Spatchcock: 2009

Monday, December 28, 2009

Southeastern Railway Museum

The day after Christmas, my parents, Emma, and I spent the afternoon at the Southeastern Railway Museum. Their large and growing collection includes a number of cosmetically restored rolling stock from railroads in the Southeast including several large steam locomotives. This post covers some of the photographs from that visit.

S&A #750

Savannah and Atlant #750 - This 4-6-2 "Light Pacific" built in 1910 pulled excursions all around the Southeastern U.S. including one in 1989 that I rode on. It was last operated that year and currently sits on static display, having been cosmetically restored.

Selection sort, 64-bit

Having haphazardly embarked on Agner Fog's informative C++ optimization guide [pdf], I decided it was time to write some x86-64 assembly to gain familiarity with the x86-64 instruction set.
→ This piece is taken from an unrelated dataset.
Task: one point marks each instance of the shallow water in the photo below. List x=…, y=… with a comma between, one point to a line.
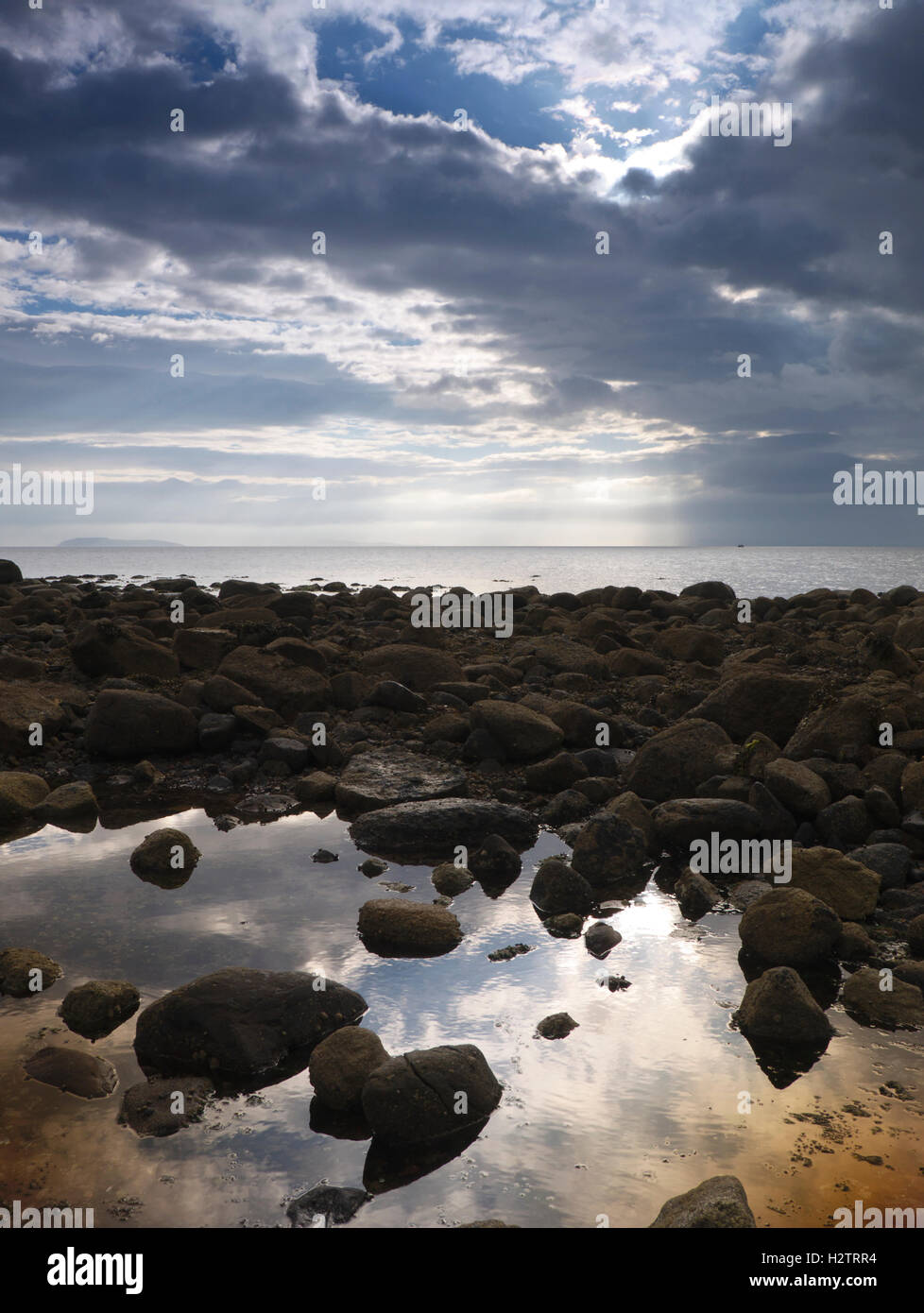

Selection sort is an easy hello-world type application for assembly programming. On a Windows platform, getting Visual Studio and NASM to build a project together demanded a moment's tinkering, so I didn't want to be too ambitious.

The code listing follows. The best part is there is no stack frame to prepare or registers to spill. This doesn't do anything sophisticated like prefetch data, and of course isn't the best algorithm for sorting. It is pretty easy to spot the nested loops.

Posted for your amusement.


section .text code align=16

global selsort

; void selsort(int *A, int N)
;
; A: rcx
; N: rdx
;
selsort:
 xor rax, rax
 
L1:
 mov r8, rax
 inc r8
 mov r10, rax
 
L2:
 cmp r8, rdx
 jz L3
 
 mov r11d, dword[rcx+r8*4]
 mov r9d, dword[rcx+r10*4]
 
 cmp r9d, r11d
 cmova r10, r8

 inc r8
 jmp L2
 
L3:
 mov r11d, dword[rcx+rax*4]
 mov r9d, dword[rcx+r10*4]
 
 cmp r9d, r11d
 jge L4
 
 mov dword[rcx+r10*4], r11d
 mov dword[rcx+rax*4], r9d
 
L4:
 inc rax
 cmp rax, rdx
 jnz L1
 
 ret

Monday, December 14, 2009

netherp - share your naughty bits!

At Josh's request, I threw the source code to netherp v2 up on a public Github repository. Here is the URL:

http://github.com/kerrmudgeon/kerrutils/blob/master/netherp

netherp was originally intended to be a minimal-configuration HTTP server for sharing files among two machines of arbitrary make and model. One day a few weeks ago I became enthusiastic about asynchronous I/O and non-threaded server architectures, so I wrote a second version from scratch. It doesn't support HTTP PUT or POST or any method other than GET. There is no authentication, and I suspect there may be ways of compromising it.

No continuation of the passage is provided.